La pregunta que se deriva de aquí, y que necesariamente se resuelve de maneras particulares en situaciones y
casos particulares, es cómo construir sentido de comunidad en sociedades plurales, en todos sus niveles de
organización: en la familia, en el aula, en la escuela, en el barrio, en el lugar de trabajo, en la ciudad, en el país,
en el planeta. Podemos pensar aquí en varios niveles de conformación de comunidad, que incluyen una
segregada o discriminatoria con múltiples formas de opresión basada en diferencias entre grupos sociales,
una tolerante caracterizada por una actitud de aceptación de la diferencia como algo con lo que hay que vivir,
y una de construcción intercultural en la cual se reconocen críticamente las diferencias entre grupos sociales
para constructivamente planear y llevar a cabo conjuntamente un futuro común. Las actitudes ante la
diferencia en cada caso son diversas, comenzando desde la intolerancia y la oposición, pasando por una
tolerancia resignada, y llegando a un reconocimiento de la legitimidad y el derecho del otro. En este último
caso, vale la pena también señalar el peligro del exotismo; es decir la celebración acrítica de lo otro o lo
diferente, que se toma como algo exótico, y que en últimas puede llevar a desempoderamiento e imperialismo
cultural.

En este curso nos proponemos trabajar en la formación alrededor de dos grandes aspectos: la manera en la
que cada individuo contribuye a reforzar formas de discriminación a través de sus actitudes y prejuicios, y por
tanto en últimas de sus comportamientos, pero también la comprensión crítica de la institucionalización o
materialización de la discriminación en dimensiones como la estructural, la simbólica y la jurídica a nivel de la
sociedad.

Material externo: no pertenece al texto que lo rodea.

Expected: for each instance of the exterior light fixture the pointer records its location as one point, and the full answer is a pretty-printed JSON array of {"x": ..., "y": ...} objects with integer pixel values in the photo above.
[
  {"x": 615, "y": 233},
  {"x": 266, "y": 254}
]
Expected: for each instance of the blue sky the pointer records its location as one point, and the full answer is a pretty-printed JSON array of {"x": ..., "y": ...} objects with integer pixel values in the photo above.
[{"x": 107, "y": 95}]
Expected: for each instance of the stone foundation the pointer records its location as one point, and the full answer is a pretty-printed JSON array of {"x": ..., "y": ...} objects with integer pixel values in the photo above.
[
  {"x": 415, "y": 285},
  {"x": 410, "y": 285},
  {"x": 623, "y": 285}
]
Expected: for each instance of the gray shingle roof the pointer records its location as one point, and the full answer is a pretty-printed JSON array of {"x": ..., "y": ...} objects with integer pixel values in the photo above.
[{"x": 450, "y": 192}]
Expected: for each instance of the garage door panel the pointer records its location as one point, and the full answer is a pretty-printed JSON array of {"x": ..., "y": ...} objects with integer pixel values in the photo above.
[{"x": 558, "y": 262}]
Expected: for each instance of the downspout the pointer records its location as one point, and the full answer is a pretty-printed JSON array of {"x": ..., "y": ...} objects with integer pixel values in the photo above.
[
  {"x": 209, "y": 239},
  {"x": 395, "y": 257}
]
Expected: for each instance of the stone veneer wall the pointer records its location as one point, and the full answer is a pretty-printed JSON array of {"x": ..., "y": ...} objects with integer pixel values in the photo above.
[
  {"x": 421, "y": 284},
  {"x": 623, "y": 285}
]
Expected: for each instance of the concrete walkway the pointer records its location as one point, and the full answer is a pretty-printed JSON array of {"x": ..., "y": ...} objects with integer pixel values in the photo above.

Por lo tanto se consideran aquí competencias ciudadanas claves alrededor de la empatía y el
pensamiento crítico, tanto para la comprensión o al menos apreciación de las diversas formas y experiencias
de vida asociadas a las diferencias entre grupos sociales, y con ello el reconocimiento crítico de los propios
prejuicios, para un entendimiento crítico de las formas de inequidad y opresión materializadas en las
estructuras económicas, simbólicas y jurídicas en la sociedad.